The move forces both sides to dig in for a long battle of wills and it makes finding a resolution after a yearlong standoff significantly more challenging.
Generally, China has been propping up the yuan against the dollar, rather than stopping it from rising. By some estimates, 10 yuan to the greenback is a more representative picture of the Chinese currency's true value.
Some analysts believe the yuan could even drop by up to 40% without government support.
A cheaper yuan helps China's exporters compete in the US and global markets, offsetting the impact of painful tariffs to some extent. It will help to prop up China's faltering economic momentum.
But it's a risky move too. A weaker yuan endangers government efforts to support economic growth by boosting domestic consumption, because consumers will have to pay more for imports. This will in turn have a negative effect on countries that are major exporters to China, such as Germany — and the US itself.
Devaluation could fuel capital flight and undermine economic stability.
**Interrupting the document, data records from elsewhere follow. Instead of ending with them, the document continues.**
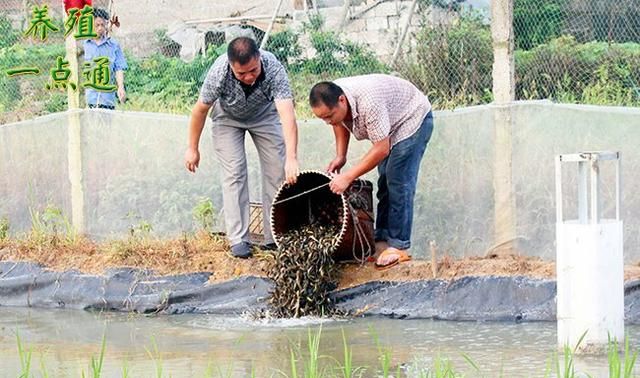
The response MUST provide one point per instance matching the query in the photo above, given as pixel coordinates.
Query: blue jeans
(398, 175)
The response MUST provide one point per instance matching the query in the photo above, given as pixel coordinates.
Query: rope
(355, 202)
(300, 194)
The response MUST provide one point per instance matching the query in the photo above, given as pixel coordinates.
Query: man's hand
(336, 164)
(191, 159)
(122, 95)
(291, 170)
(340, 182)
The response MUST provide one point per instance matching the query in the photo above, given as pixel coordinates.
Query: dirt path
(211, 255)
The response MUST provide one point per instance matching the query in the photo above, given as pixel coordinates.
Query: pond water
(63, 342)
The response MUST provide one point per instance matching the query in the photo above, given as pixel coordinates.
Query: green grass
(305, 361)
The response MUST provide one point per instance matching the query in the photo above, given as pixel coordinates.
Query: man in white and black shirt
(249, 91)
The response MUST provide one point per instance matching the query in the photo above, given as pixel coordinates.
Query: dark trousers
(398, 175)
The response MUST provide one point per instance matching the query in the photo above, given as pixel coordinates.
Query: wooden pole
(405, 29)
(74, 138)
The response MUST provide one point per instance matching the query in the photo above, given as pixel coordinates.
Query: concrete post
(74, 140)
(504, 95)
(589, 261)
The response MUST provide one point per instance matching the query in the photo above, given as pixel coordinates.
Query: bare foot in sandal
(390, 257)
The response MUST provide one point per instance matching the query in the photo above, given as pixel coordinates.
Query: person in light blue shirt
(96, 49)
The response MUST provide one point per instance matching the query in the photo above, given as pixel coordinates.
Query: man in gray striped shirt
(396, 117)
(249, 92)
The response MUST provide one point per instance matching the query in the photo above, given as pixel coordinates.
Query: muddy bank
(487, 298)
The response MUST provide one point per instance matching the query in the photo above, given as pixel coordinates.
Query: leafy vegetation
(451, 63)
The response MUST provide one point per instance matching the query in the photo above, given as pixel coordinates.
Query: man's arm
(371, 159)
(290, 131)
(196, 124)
(342, 146)
(122, 95)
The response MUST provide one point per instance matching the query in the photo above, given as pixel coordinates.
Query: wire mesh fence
(573, 51)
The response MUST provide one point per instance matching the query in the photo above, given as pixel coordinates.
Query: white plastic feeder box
(589, 262)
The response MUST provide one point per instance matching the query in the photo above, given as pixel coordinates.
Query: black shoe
(241, 250)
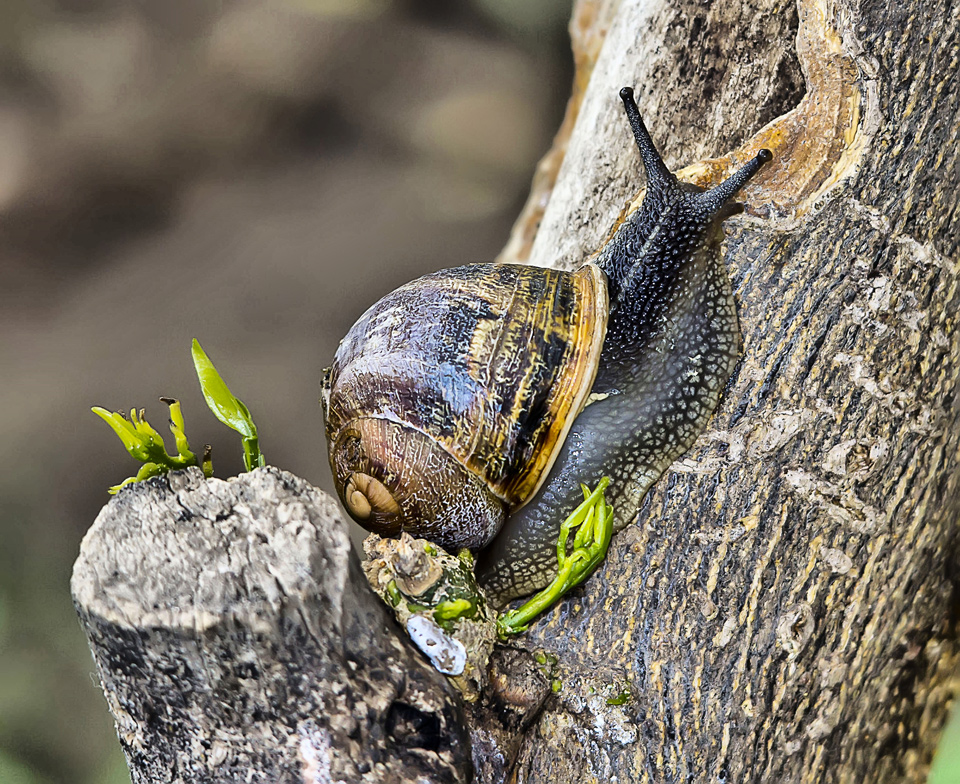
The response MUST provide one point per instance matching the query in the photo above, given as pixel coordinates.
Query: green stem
(594, 517)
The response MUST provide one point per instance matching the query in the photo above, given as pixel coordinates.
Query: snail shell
(481, 397)
(449, 399)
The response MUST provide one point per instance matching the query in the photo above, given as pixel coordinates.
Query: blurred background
(253, 174)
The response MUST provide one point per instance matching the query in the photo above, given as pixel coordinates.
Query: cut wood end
(183, 551)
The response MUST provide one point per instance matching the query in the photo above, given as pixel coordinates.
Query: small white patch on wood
(446, 654)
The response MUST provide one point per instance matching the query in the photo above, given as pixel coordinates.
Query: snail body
(480, 398)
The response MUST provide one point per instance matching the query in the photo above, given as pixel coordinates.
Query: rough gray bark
(236, 640)
(784, 609)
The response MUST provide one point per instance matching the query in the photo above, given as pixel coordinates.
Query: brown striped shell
(448, 400)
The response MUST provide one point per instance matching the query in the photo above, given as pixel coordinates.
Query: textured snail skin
(671, 344)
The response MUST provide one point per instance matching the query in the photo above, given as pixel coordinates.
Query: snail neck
(645, 259)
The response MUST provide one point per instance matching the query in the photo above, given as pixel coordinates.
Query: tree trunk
(784, 609)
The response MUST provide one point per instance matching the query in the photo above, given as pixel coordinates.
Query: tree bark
(237, 641)
(785, 607)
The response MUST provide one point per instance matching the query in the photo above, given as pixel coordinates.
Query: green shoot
(228, 408)
(593, 520)
(145, 444)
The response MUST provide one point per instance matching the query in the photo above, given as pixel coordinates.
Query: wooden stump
(236, 640)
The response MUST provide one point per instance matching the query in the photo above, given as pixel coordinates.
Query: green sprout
(145, 444)
(593, 520)
(227, 407)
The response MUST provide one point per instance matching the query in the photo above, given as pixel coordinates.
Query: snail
(468, 406)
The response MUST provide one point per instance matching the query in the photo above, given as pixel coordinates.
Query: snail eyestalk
(227, 407)
(145, 444)
(593, 520)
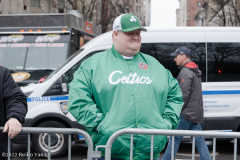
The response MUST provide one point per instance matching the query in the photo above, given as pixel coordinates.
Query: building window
(199, 4)
(223, 62)
(35, 3)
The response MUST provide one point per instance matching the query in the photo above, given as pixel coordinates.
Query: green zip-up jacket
(109, 93)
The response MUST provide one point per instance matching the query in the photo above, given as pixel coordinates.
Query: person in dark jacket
(13, 108)
(191, 115)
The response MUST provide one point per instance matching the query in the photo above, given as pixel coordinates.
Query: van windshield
(66, 62)
(33, 56)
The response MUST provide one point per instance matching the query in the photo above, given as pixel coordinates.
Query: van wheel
(59, 142)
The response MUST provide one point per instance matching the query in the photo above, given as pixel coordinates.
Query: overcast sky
(163, 13)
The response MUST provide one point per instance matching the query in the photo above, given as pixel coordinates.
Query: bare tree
(223, 12)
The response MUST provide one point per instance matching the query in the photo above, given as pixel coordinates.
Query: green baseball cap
(127, 23)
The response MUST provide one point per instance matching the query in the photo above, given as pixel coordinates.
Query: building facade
(193, 7)
(181, 13)
(225, 13)
(142, 9)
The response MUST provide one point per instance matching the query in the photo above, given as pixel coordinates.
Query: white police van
(215, 50)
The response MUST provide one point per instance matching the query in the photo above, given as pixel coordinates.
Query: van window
(223, 62)
(70, 72)
(161, 51)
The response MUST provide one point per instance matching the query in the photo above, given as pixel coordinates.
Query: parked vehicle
(215, 50)
(32, 46)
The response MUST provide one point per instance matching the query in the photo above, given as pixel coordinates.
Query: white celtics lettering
(130, 79)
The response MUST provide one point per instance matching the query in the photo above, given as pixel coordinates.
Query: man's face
(179, 59)
(129, 43)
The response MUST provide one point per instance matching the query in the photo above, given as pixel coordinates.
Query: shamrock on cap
(127, 23)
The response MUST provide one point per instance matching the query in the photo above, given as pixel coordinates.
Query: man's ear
(115, 35)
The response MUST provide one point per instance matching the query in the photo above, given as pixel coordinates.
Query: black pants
(4, 146)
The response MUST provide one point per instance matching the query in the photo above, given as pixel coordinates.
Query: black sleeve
(14, 100)
(185, 84)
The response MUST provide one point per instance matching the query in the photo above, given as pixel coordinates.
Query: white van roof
(177, 34)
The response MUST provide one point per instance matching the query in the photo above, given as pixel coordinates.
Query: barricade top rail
(152, 132)
(69, 131)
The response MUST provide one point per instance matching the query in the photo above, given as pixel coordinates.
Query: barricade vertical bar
(29, 143)
(49, 146)
(172, 154)
(9, 148)
(235, 148)
(214, 148)
(69, 146)
(152, 146)
(131, 148)
(193, 148)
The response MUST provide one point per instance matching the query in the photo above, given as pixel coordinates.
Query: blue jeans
(199, 141)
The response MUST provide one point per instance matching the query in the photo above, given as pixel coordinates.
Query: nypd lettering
(39, 99)
(48, 38)
(130, 79)
(12, 38)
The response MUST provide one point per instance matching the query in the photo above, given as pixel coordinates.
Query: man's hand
(14, 127)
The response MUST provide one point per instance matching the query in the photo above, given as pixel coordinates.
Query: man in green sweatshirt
(124, 88)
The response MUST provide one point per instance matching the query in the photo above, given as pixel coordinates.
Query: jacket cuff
(168, 123)
(98, 120)
(14, 116)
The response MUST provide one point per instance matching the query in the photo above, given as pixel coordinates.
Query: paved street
(224, 151)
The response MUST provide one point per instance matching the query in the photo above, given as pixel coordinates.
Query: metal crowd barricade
(37, 130)
(173, 133)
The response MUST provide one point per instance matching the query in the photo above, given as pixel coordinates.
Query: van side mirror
(64, 84)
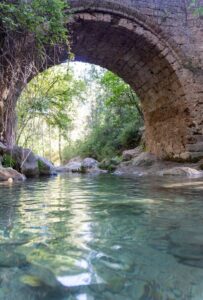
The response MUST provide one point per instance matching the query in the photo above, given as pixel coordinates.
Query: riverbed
(102, 237)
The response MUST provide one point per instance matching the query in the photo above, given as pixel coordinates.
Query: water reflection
(105, 237)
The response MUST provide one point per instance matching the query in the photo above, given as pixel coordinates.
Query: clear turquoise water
(103, 237)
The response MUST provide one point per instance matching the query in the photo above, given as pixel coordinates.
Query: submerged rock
(8, 173)
(45, 166)
(145, 159)
(71, 167)
(77, 165)
(181, 171)
(89, 163)
(130, 154)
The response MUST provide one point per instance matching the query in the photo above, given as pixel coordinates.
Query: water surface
(102, 237)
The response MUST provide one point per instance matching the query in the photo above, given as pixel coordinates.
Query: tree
(48, 100)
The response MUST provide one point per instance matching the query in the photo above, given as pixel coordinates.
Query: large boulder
(130, 154)
(2, 148)
(72, 167)
(45, 166)
(9, 173)
(145, 159)
(77, 165)
(90, 163)
(25, 161)
(181, 171)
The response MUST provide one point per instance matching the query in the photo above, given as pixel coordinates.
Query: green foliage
(114, 122)
(46, 108)
(45, 19)
(8, 161)
(40, 165)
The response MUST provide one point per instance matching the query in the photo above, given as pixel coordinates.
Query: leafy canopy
(45, 19)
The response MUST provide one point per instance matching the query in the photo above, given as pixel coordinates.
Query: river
(102, 237)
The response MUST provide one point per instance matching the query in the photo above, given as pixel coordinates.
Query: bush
(8, 161)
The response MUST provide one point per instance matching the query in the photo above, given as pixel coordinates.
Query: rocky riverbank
(17, 164)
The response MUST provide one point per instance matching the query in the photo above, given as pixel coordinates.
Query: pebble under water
(101, 238)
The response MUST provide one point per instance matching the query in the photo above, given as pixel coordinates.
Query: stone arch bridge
(157, 47)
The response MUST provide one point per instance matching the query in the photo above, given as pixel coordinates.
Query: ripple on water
(102, 237)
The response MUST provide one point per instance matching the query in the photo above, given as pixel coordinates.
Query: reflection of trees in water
(9, 203)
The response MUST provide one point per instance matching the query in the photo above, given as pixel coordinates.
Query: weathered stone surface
(77, 165)
(2, 148)
(156, 47)
(181, 171)
(45, 166)
(26, 161)
(145, 159)
(130, 154)
(74, 167)
(89, 163)
(7, 173)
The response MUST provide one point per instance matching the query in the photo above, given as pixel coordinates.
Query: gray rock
(145, 159)
(29, 163)
(2, 148)
(130, 154)
(45, 166)
(181, 171)
(89, 163)
(25, 161)
(74, 167)
(6, 173)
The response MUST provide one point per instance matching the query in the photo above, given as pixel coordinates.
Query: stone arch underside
(138, 41)
(143, 59)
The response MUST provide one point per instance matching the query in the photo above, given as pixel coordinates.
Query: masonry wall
(157, 47)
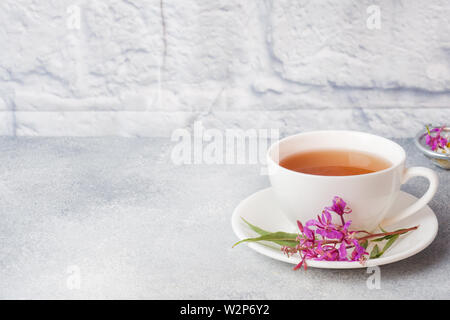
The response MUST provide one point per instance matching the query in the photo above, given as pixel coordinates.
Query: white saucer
(261, 209)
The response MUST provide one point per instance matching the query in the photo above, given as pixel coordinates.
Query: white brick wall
(146, 67)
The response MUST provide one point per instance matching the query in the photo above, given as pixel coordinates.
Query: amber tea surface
(334, 162)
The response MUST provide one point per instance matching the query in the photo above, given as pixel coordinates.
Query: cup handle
(419, 204)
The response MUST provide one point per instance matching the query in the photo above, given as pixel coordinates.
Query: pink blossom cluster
(321, 239)
(436, 141)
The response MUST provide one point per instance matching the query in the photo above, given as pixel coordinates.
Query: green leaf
(260, 231)
(384, 238)
(375, 252)
(389, 244)
(281, 238)
(263, 232)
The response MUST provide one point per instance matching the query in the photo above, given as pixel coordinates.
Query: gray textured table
(114, 218)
Over the years, China has regularly intervened to stabilize the yuan, within certain tight parameters. It's open to interpretation whether this is letting markets dictate the exchange rate or if this allows the People's Bank of China to push the yuan's exchange rate to the level the Communist Party leadership thinks will support the economy.
How did it come to this?
Against the backdrop of simmering trade tensions, Trump tweeted he would impose a 10% levy on an additional $300 billion (€269 billion) in Chinese goods after accusing Beijing of failing to fulfill its promise to buy more American farm goods and stop the sale of fentanyl.
The People's Bank of China responded by allowing the yuan to slide below seven to the dollar. It had toyed with that level for three years, but never breached it.
Trump read this as weaponizing the currency and responded with the currency manipulator badge of shame.
The US Treasury will seek talks with the International Monetary Fund (IMF) over possible remedies to what it believes is a rigged system.
It's hard to know how this will go. In July, the IMF said the yuan's value was broadly in line with China's economic fundamentals, while the US dollar was overvalued by up to 12%.
Under a 2015 law, a major US trading partner is a currency manipulator if it has a significant bilateral trade surplus of at least $20 billion with the US, a "material" currency account surplus, and it must be engaged in persistent one-sided intervention in the foreign exchange market.
Going by these rules, the label is better applied to Switzerland than China.
As so often in this trade spat, it's tough to separate political machinations from economic realities, to separate genuine threats from empty name-calling.